Leidet ein Verwaltungsakt unter einem nach den §§ 41 und 42 SGB X beachtlichen Fehler, ist der Verwaltungsakt zwar rechtswidrig, aber trotzdem wirksam. Jedoch kann der Betroffene die Aufhebung des Verwaltungsakts verlangen. Führt ein Fehler dagegen nach § 40 SGB X zur Nichtigkeit des Verwaltungsakts, ist dieser nach § 39 Abs. 3 SGB X von Anfang an unwirksam, ohne dass es dazu einer Aufhebung durch die Behörde oder durch das Gericht bedarf. Das heißt nur besonders schwerwiegende Fehler im Sinne von § 40 SGB X machen einen Verwaltungsakt nicht nur rechtswidrig, sondern zugleich nichtig. Die übrigen Fehler machen einen Verwaltungsakt nur rechtswidrig, er bleibt aber bis zu seiner Aufhebung im Rahmen der Anfechtung wirksam (Pattar in: Schlegel/Voelzke, jurisPK-SGB X, 3. Aufl., § 40 SGB X (Stand: 13.03.2024), Rn. 13).

51

Nach Maßgabe dieser Voraussetzungen kann dahinstehen, ob es sich bei dem Bescheid vom 25.02.2023 wie die Beklagte meint um einen voll automatisierten Bescheid handelt, der ohne Unterschrift wirksam ist, was der Kläger bestreitet, oder ob ein schriftlicher Verwaltungsakt vorliegt, denn offenkundig lässt der Forderungsbescheid vom 23.04.2023 die ausstellende Behörde – Barmer – erkennen. In Abweichung zu §33 Abs.3 SGB X ist in § 40 Abs. 2 Nr. 1 SGB X die fehlende Unterschrift nicht als Nichtigkeitsgrund aufgeführt. Fehlt nur die Unterschrift des Behördenleiters, seines Vertreters oder seines Beauftragten, ist der Verwaltungsakt also nicht nach § 40 Abs. 2 Nr. 1 SGB X nichtig.
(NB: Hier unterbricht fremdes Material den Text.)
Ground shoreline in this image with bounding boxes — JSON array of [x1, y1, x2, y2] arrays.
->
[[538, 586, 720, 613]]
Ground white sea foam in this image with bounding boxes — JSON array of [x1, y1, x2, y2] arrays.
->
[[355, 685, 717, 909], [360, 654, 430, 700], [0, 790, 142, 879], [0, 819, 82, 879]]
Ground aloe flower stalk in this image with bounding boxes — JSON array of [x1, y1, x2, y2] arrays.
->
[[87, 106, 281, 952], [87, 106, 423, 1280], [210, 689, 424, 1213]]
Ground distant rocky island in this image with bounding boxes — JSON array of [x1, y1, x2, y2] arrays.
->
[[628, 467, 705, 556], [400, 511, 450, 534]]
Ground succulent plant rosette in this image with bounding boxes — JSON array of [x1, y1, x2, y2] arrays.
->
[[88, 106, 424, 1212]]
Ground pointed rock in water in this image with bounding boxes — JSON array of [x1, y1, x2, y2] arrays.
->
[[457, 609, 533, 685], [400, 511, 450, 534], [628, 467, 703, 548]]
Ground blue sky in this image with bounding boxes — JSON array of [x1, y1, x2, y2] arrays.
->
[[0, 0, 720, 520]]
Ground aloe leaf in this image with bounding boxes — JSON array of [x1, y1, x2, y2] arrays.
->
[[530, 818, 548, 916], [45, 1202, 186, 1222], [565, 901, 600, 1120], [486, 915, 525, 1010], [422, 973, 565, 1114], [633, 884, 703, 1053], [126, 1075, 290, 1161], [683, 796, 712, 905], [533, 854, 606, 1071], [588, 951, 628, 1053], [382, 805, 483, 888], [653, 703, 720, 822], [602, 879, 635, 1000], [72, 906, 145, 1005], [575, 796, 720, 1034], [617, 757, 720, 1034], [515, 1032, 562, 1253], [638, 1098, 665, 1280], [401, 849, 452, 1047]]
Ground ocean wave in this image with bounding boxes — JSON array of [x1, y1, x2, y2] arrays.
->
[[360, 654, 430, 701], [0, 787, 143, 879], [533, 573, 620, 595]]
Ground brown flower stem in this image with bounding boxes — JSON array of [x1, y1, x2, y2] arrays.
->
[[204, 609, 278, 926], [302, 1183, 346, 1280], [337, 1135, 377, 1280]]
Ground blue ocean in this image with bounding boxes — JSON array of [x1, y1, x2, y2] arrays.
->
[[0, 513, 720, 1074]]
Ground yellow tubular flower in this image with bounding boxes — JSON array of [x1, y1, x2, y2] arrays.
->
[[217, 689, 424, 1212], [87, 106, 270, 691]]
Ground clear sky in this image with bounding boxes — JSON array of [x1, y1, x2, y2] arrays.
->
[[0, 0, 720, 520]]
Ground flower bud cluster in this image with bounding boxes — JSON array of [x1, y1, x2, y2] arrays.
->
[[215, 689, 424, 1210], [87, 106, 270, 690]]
Er ist auch nicht nach Abs. 1 nichtig, weil die fehlende Unterschrift nach der Wertung des Abs. 2 Nr. 1 nicht als offensichtlicher schwerwiegender Fehler angesehen werden kann, solange die erlassende Behörde trotzdem erkennbar ist (Pattar in: Schlegel/Voelzke, jurisPK-SGB X, 3. Aufl., § 40 SGB X (Stand: 13.03.2024), Rn. 44). Auch ist der Bescheid hinreichend bestimmt, denn die sich aus ihm ergebenden Rechtsfolgen sind für den Kläger als Adressat klar erkennbar (Höhe der geltend gemachten Forderung, Zeitraum, der Forderungsentstehung und der hierauf festgesetzten Mahngebühren).

52

Ein Fall der Nichtigkeit, der gemäß § 40 Abs.3 SGB X nur dann vorläge, wenn die ausstellende Behörde nicht erkennbar ist, liegt damit nicht vor. Die fehlende Nennung des Namens des Behördenleiters macht den Bescheid zwar wie dargelegt u.U. rechtswidrig, aber eben nicht nichtig. Die Klage geht damit soweit sie auf die Feststellung der Nichtigkeit des Bescheides gerichtet ist ins Leere. Die Berufung ist auch insoweit unbegründet.

53

E.

54

Soweit der Kläger stets erneut auf die Vorschriften zur Signatur elektronischer Verwaltungsakte und die Speichermöglichkeit elektronischer Verwaltungsakte bei dem Adressaten des Bescheides sowie auf die Formvorschriften für elektronische Verwaltungsakte hinweist, so führt dies zu keinem anderen Ergebnis, da etwaige Formfehler in der Unterschrift des Bescheides wie dargelegt nicht zu dessen Nichtigkeit, sondern allenfalls zur Rechtswidrigkeit des Bescheides führen, die jedoch nur in einem Widerspruchsverfahren und ggf. anschließenden Klageverfahren hätte geprüft werden können. Auf die Ausführungen des SG wird insoweit Bezug genommen.

55

F.

56

Die Kostenentscheidung folgt aus § 193 Abs. 1 S. 1 SGG.

57

G.

58

Gründe, die Revision zuzulassen (§ 160 Abs. 2 SGG), bestehen nicht.